Podczas kolejnej rozprawy w procesie Lwa Rywina oskarzonego o płatną protekcję sąd dociekał, jakie były efekty śledztwa Smoleńskiego, stwierdzając, że w zasadzie nic nowego nie udało się ustalić ponad to, co redakcja "Gazety Wyborczej" wiedziała po wizycie Lwa Rywina w "Agorze" i rozmowie z Adamem Michnikiem 22 lipca 2002 roku.
Smoleński przyznał, że poza wypowiedziami premiera Leszka Millera, prezesa TVP Roberta Kwiatkowskiego, Andrzeja Zarębskiego oraz samego Rywina, który oświadczył, że przyszedł do "Agory" na biznesowe negocjacje, niewiele więcej udało się ustalić. Powiedział też, że uzyskał wiedzę na temat korupcyjnych mechanizmów w środowisku producentów telewizyjnych, ale nie mógł jej wykorzystać, gdyż była anonimowa.
Smoleński dodał, że on sam nie naciskał na to, by przyspieszyć termin publikacji tekstu "Ustawa za łapówkę, czyli przychodzi Rywin do Michnika" i powtórzył, że o terminie publikacji nie decyduje dziennikarz lecz redaktor naczelny.

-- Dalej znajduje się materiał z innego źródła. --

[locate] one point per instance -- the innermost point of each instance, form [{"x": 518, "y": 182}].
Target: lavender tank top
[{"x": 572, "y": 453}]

Artykuł autorstwa Smoleńskiego ukazał się w grudniu 2002 roku, pięć miesięcy po wizycie Rywina w Agorze.
Smoleński otrzymał od redaktora naczelnego "Gazety Wyborczej" Adama Michnika w lipcu 2002 roku zadanie zakupienia dyktafonu, na którym została nagrana rozmowa Michnika z Rywinem, a potem prowadził dziennikarskie śledztwo na temat całej sprawy. O szczegółach tego śledztwa nie chciał mówić ani przed prokuraturą, ani przed sejmową komisją śledczą, powołując się na tajemnicę dziennikarską, z której zresztą sąd wówczas go nie zwolnił.

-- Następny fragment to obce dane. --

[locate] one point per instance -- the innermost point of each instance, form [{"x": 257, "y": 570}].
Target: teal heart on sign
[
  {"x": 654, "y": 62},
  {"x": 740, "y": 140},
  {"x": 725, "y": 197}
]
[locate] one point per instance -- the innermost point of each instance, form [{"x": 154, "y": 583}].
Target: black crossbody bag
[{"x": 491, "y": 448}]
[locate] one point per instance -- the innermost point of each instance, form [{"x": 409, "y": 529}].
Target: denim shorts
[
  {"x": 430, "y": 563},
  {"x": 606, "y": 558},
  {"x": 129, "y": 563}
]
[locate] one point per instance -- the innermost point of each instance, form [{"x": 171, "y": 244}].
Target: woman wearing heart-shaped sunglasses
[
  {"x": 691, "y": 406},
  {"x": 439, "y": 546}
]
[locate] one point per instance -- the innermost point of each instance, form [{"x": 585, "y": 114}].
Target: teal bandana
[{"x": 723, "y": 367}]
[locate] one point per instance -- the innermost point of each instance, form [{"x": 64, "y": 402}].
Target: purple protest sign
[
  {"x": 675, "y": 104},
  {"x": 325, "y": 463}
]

Smoleński zeznał, że choć wiedział o notatce Lwa Rywina dla prezydenta Aleksandra Kwaśniewskiego, to nie opublikowano jej, bowiem uznano, że byłoby to złamanie tajemnicy śledztwa dziennikarskiego i ujawnienie źródła informacji.

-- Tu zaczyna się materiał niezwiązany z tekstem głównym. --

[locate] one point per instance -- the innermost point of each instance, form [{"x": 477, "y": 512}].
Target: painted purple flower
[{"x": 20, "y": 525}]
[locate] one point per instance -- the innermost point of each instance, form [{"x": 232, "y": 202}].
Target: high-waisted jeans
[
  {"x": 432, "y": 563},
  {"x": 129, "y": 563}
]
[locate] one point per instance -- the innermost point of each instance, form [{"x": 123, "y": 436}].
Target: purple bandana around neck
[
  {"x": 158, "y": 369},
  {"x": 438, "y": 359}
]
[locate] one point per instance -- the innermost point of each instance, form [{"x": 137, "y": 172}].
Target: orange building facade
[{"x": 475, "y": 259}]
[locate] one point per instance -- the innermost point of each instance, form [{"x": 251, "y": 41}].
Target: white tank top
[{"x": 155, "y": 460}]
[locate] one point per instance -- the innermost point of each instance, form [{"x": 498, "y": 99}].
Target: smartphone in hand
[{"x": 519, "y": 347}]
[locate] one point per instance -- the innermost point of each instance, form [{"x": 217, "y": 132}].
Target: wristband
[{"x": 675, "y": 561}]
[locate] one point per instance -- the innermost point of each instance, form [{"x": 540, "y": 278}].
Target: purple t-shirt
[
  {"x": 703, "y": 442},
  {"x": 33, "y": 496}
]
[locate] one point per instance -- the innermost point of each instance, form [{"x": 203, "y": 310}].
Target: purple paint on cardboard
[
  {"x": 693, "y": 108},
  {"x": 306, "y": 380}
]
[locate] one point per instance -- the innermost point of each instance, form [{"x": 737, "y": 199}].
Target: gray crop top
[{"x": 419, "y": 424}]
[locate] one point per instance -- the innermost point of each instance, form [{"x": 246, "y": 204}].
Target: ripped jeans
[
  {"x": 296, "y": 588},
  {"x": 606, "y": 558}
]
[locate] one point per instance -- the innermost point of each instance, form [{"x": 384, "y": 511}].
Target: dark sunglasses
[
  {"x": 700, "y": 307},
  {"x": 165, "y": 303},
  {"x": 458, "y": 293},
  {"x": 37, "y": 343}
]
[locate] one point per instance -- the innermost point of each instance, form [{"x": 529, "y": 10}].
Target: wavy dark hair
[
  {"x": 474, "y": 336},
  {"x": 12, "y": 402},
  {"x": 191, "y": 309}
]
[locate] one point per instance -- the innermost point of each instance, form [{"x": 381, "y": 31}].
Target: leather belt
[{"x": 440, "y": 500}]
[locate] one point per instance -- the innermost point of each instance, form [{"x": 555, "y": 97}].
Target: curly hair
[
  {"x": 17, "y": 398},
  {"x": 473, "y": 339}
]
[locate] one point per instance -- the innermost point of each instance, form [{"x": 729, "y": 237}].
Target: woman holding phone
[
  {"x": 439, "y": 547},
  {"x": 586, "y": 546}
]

Dodał, że wówczas nie łączył propozycji Rywina z pracami nad ustawą o rtv, ale dziś nie może tego wykluczyć. Dlatego też - jak powiedział, odpowiadając na pytanie prokuratora, gdy przygotowywał tekst, nie rozmawiał z Aleksandrą Jakubowską, Lechem Nikolskim czy Włodzimierzem Czarzastym.
Świadek przyznał, że nie spisał całości nagrania rozmowy Rywina i Michnika, a jedynie te fragmenty, które uznał za istotne dla sprawy. Podobnie jak przed komisją śledczą Smoleński powiedział, iż określenie tego "stenogramu" nagrania jako "pełny tekst" ich rozmowy to błąd redakcyjny, wynikający z jego gapiostwa.
Podczas środowej rozprawy sąd przesłucha również biegłych z krakowskiego Instytutu Ekspertyz Sądowych, którzy przeanalizowali nagrania rozmowy Adama Michnika z Lwem Rywinem. Nagrania rozmowy, podczas której Rywin zaoferował korzystne dla Agory, wydawcy "Gazety Wyborczej" zmiany w ustawie medialnej w zamian za 17,5 miliona dolarów łapówki, jest koronnym dowodem w procesie.
Zeznając przed sądem Adam Michnik powtarzał, że skoro jest nagranie, to czego można chcieć więcej, by udowodnić Lwu Rywinowi winę. Natomiast Rywin oświadczył na jednej z rozpraw, że on inaczej zapamiętał rozmowę z Michnikiem. Nie chciał jednak rozszerzać tej kwestii i zapowiedział, że obszerne wyjaśnienia złoży po zeznaniach głównych świadków. Natomiast jego obrońcy dali do zrozumienia, że są istotne różnice pomiędzy zapisami cyfrowym a analogowym rozmowy. Jedna z gazet zasugerowała nawet niedawno, że nagranie było przemontowywane. Zaprzeczyła temu stanowczo Agora oraz biegli eksperci.
Sam Rywin nie stawił się w sądzie, bowiem - zgodnie z wcześniejszymi postanowieniami sędziów - nie miał takiego obowiązku.
Rywinowi grozi kara do trzech lat więzienia.